Wifi buffer bloat

Hi all,

is there anything I can do to mitigate wifi/wireless buffer bloating? I verified that the wifi is the bottleneck, not upstream.
Ideal would be something automatic which monitors latency and adjust, but adding a manual limit per client would already help.

would it help to shorten the TX queue of the wlan?

Any suggestions?

Thx,

Ramon

Sure you can, Ramón. This is my current computer connected to the WiFi were the bottleneck sits like in your environment:

https://www.waveform.com/tools/bufferbloat?test-id=c4af5488-7d2c-4f2b-bcd5-f963b55d0fe7

SQM enabled and 10 metres apart from the router and crossing 2 dry walls, in a heavy used network, i.e., Teams call running, NetFlix, Youtube, FaceTime video call and a Geforce NOW gaming session. Not a single hiccup.
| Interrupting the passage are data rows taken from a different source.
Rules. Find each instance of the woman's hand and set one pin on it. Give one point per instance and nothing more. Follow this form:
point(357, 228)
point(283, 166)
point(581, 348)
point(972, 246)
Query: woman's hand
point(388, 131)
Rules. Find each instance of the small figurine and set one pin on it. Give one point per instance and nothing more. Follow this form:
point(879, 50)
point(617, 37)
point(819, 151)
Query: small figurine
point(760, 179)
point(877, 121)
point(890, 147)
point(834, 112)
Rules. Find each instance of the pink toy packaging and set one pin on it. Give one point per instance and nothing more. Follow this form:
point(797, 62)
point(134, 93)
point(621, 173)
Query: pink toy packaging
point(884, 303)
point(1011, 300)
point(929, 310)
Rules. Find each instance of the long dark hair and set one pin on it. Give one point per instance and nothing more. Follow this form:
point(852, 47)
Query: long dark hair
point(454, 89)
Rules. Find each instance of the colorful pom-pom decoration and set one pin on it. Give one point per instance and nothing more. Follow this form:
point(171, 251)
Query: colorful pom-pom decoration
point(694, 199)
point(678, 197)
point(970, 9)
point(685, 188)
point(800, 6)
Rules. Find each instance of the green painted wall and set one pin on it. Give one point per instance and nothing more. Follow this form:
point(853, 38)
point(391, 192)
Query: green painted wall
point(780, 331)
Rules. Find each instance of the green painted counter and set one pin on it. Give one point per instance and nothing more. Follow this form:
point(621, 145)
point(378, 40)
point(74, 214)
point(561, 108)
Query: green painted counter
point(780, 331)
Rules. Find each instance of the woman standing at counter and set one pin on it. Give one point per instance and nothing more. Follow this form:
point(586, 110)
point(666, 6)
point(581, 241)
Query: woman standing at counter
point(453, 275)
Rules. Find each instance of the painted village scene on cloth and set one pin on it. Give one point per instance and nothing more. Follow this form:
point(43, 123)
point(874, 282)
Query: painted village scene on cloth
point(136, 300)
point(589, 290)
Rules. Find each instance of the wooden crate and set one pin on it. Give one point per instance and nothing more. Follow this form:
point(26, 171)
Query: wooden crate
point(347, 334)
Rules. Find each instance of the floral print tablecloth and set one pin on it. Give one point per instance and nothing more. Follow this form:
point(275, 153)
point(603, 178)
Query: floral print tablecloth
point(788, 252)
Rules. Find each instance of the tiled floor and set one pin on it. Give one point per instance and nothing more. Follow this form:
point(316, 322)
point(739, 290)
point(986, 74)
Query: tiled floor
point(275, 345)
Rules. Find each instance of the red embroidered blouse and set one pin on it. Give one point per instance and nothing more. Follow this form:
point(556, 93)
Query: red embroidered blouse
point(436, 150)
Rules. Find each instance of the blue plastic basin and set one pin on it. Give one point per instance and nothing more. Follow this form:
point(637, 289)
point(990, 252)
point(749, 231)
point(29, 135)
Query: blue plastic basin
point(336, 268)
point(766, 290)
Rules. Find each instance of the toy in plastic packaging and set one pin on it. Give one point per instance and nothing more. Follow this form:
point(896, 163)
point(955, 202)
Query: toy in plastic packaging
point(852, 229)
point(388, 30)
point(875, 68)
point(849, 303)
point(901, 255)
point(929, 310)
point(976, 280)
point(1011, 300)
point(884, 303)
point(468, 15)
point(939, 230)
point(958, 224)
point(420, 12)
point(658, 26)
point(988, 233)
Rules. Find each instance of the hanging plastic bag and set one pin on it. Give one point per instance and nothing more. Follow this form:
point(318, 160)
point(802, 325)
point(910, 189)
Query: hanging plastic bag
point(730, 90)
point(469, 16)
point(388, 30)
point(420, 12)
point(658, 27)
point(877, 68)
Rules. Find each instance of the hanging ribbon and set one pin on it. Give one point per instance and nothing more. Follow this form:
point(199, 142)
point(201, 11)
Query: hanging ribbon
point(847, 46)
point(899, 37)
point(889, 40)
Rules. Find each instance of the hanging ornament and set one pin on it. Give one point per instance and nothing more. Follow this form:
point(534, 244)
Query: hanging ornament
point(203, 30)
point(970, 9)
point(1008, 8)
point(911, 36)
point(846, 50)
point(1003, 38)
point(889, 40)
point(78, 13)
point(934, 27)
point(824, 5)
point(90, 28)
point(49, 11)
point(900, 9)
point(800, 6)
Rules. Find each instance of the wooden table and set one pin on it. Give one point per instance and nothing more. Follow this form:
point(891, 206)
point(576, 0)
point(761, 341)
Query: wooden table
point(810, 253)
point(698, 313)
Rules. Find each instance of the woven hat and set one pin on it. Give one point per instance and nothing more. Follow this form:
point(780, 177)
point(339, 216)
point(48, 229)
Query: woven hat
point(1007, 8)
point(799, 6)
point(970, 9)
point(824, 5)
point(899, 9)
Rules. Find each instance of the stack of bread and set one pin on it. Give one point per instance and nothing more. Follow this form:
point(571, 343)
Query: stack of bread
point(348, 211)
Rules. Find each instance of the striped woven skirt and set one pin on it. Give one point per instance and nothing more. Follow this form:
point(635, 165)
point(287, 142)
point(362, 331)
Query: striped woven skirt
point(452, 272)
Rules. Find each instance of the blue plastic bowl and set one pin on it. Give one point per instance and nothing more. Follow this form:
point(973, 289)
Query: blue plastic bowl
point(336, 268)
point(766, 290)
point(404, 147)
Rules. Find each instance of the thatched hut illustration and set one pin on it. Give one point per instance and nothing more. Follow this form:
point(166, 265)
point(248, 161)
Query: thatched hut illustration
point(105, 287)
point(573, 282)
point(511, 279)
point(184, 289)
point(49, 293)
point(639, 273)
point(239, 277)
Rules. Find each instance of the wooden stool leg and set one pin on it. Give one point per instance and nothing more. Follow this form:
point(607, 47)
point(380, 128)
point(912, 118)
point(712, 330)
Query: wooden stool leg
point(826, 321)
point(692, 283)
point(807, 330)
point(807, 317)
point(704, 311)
The question is what did you enable SQM on? And how does that take into account the individual speeds of the wifi clients?

Thx

fq_codel in the AP does, see below the main relevant configuration options.

/etc/config/sqm — to note this is in the router DOCSIS 3.1 connection (1000/50 Mbps)

config queue 'eth1'
	option interface 'eth1'
	option qdisc 'cake'
	option linklayer 'none'
	option upload '47000'
	option debug_logging '0'
	option verbosity '5'
	option qdisc_advanced '1'
	option qdisc_really_really_advanced '1'
	option ingress_ecn 'ECN'
	option egress_ecn 'ECN'
	option enabled '1'
	option script 'layer_cake_ct.qos'
	option iqdisc_opts 'nat dual-dsthost ingress docsis noatm rtt 80ms diffserv4'
	option eqdisc_opts 'nat ack-filter dual-srchost docsis noatm rtt 80ms diffserv4'
	option download '800000'
	option squash_dscp '0'
	option squash_ingress '0'

Note: I use DSCP marking in my router only, this is why the squash_* parameters and layer_cake_ct.qos; more info searching for dscpclassify.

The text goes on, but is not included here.